Of course, the big appeal for long-time fans comes with the return of some of the franchise's most beloved characters. For a while, it’s nice to see Alan Grant (Sam Neill) and Ellie Sattler (Laura Dern) meditating on their declining place in the universe now that dinosaurs walk among them. But quickly the appeal fades because the dialogue is so clunky and obvious that even an actor of Dern's calibre can’t make it sound remotely human. Watch for the look in her eyes that suggests she suspects a terrible mistake has been made.

Few modern blockbusters have tried to do so much, but to such diminishing effect. So for some reason we get bits of Bourne, and Bond, but delivered with such little flare and creativity it's impossible to care. When we arrive on a shot-for-shot recreation of the famous “window jump” from The Bourne Ultimatum, you wonder who this movie is even intended for. Where are Dominion’s own window jump moments? Surely movies should strive to make their own iconic scenes – not lazily rehash those that came before. There’s not a second in Dominion that feels like it was directed by a person who cares about making something unique the way Spielberg did back in 1993.

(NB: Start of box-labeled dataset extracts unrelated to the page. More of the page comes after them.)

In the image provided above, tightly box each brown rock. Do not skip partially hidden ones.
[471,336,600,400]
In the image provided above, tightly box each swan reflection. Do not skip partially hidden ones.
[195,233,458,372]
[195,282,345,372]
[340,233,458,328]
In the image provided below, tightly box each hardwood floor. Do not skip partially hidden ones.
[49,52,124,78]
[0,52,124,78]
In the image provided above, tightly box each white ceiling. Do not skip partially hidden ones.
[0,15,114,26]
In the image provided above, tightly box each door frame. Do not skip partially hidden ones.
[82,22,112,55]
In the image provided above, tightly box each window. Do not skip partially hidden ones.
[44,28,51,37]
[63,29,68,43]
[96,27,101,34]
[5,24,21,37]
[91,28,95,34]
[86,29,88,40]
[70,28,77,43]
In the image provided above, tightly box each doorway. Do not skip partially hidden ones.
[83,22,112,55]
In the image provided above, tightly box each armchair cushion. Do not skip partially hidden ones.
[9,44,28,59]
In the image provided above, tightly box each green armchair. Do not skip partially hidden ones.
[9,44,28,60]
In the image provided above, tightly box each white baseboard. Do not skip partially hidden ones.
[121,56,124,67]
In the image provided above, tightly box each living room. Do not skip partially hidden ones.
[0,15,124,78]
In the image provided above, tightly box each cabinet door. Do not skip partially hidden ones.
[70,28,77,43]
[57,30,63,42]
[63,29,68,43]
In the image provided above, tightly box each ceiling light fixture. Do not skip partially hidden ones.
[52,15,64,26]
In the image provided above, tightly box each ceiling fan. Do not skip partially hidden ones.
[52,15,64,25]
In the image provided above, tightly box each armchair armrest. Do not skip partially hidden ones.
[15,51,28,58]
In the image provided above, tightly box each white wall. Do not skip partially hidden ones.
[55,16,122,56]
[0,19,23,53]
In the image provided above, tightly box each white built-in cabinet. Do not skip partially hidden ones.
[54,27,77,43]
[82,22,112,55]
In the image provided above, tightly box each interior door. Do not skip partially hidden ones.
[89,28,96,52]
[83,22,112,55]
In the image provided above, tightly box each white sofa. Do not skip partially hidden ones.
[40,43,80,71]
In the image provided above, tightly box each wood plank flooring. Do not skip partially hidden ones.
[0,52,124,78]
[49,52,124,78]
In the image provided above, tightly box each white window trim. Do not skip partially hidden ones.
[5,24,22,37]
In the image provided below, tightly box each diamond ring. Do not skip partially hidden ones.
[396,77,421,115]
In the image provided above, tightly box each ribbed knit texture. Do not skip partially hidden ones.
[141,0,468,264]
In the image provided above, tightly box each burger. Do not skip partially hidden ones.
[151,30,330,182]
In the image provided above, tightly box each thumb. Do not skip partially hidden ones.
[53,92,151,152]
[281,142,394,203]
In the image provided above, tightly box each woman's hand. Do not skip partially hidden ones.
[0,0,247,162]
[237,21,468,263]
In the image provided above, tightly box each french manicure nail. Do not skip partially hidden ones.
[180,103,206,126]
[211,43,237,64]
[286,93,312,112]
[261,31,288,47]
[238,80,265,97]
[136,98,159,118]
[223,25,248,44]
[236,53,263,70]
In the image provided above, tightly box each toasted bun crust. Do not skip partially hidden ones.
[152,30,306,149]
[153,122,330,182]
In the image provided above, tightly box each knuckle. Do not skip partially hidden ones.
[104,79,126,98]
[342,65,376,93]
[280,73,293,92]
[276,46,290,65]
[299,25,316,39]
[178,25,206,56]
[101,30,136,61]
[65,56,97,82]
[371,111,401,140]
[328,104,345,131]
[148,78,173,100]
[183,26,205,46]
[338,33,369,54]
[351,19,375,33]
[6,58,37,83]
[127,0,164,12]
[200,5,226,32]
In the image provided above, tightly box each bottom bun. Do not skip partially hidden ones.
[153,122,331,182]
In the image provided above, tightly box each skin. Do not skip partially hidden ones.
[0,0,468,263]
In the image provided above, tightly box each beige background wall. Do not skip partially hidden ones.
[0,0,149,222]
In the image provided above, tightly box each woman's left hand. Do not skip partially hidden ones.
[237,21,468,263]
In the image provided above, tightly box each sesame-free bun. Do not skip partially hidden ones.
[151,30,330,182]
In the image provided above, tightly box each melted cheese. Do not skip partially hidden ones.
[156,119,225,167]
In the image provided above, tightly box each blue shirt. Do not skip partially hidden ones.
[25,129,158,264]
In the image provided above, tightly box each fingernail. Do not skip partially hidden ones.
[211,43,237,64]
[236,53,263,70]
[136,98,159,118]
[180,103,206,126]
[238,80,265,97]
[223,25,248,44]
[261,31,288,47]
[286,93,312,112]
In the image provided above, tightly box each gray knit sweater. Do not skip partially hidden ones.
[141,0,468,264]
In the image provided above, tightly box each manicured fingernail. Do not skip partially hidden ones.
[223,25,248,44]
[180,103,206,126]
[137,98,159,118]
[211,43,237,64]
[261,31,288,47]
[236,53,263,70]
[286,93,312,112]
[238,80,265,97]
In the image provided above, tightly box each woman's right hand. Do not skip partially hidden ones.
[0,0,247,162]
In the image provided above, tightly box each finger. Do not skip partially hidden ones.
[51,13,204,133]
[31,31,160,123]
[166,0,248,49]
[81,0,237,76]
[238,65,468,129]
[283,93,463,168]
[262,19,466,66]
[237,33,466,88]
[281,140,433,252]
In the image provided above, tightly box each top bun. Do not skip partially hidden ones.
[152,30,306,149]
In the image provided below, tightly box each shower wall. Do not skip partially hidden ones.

“You never get used to it,” sighs Dern's palaeontologist partway through, petting one of the few animatronic dinosaurs in the movie. It’s a line that’s supposed to celebrate the inherent wonder of the franchise. But she’s wrong – you come away from Dominion feeling sick to death of it all. Stretched out over two and a half hours, it comes to feel like the cinematic equivalent of sitting through 65 million years. Except, ironically, there has been no evolution.

Jurassic Park Dominion is now showing in UK cinemas.